Note that having multiple local files is very useful. For example you can use two local config files for debug builds - one with the release rules for your app and the second containing rules disabling obfuscation.
Also note that the additive behaviour of the configurations can be a bit troubling. If you add a rule in one config file, you cannot remove it in another. So be careful with very general rules (e.g. imagine adding -keep class ** { *; }).
When are the statements in these files called and in what order?
You can define them in any order, there's no difference. And you can define the same rule in multiple files, it doesn't matter. The order of the specified files doesn't matter either.
ProGuard itself is run as a single job within the Android build (single Gradle task to be precise). The task is provided all the inputs:
classes to manipulate
library classes to use but not manipulate
output path for generated processed jar
ProGuard rules specifying the manipulation
output paths for various output information (what was removed, mapping, …)

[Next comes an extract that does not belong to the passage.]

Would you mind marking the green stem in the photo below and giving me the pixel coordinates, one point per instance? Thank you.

And then it processes the files and generates an output which is further processed by the Gradle build.
How does ProGuard actually work? And why do I need the rules?

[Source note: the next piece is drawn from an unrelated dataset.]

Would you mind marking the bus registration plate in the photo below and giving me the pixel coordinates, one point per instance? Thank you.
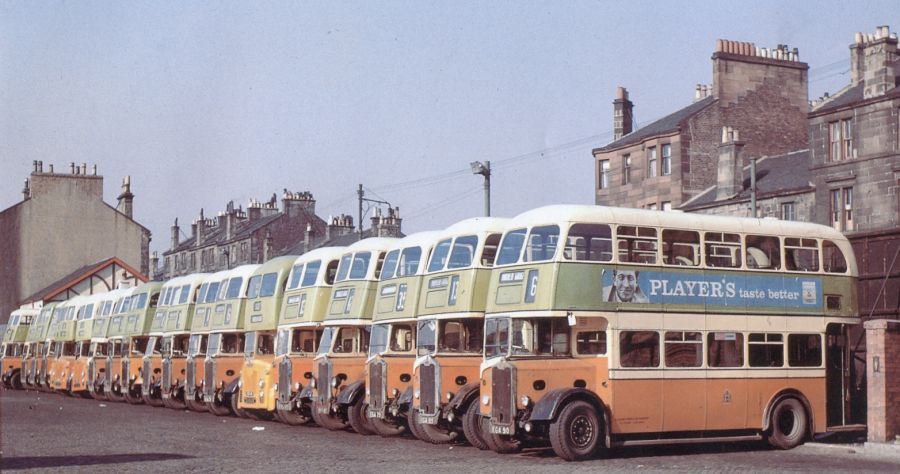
(500, 429)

ProGuard traverses the whole call graph of classes/methods/fields/…. It starts with the classes/methods/… defined by the provided rules. Then traverses the call graph and marks classes/methods/fields/… as necessary and keeps them for the output. So if you call it with no matching keep rules it will generate an empty output (or maybe it will throw an error and tell you to define some, I don't remember now). ProGuard doesn't recognize calls done via reflection, so you have to add some rules to handle that. There are many other cases that require you to add some rules, check the documentation for that.
Final notes
If you check ProGuard documentation you can find various rules
you can use. But not all of the rules are good for Android (ProGuard is a general Java tool).
Some rules are generated by Android build itself, you don't have to define them yourself. There are 2 types of such rules:
General config rules like -injars, -libraryjars, …

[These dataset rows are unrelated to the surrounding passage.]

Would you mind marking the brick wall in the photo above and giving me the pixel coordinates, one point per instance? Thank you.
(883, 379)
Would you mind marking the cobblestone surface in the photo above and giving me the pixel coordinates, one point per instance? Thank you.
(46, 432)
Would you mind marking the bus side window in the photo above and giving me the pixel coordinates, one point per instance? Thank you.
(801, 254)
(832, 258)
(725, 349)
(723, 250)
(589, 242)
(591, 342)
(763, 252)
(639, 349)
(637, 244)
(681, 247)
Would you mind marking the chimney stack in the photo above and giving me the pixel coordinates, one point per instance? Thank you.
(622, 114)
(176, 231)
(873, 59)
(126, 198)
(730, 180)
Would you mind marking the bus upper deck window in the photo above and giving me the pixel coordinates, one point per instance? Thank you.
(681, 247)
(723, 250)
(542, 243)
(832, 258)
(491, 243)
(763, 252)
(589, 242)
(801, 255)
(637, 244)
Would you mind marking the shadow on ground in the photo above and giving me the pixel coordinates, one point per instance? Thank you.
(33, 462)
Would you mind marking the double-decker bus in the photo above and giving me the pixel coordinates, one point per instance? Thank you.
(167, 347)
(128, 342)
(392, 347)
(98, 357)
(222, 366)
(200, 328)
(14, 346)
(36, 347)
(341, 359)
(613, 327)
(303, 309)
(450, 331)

Rules generated from AndroidManifest.xml and resources (layouts). Android build (aapt tool) generates rules to keep classes mentioned in the manifest (activities, services, receivers, …) and custom views used in layouts. You can check these generated rules in build/intermediates/proguard-rules/${PRODUCT_FLAVOR}/${BUILD_TYPE}/aapt_rules.txt
Some rules can come from aar libraries. The libraries can contain ProGuard config necessary for the library to work (there can be proguard.txt file inside).
When writing Android libraries yourself be extremely careful with the rules you want to add to the aar. Because of the additive nature of the rules, it can cause problems for the app that bundles the library.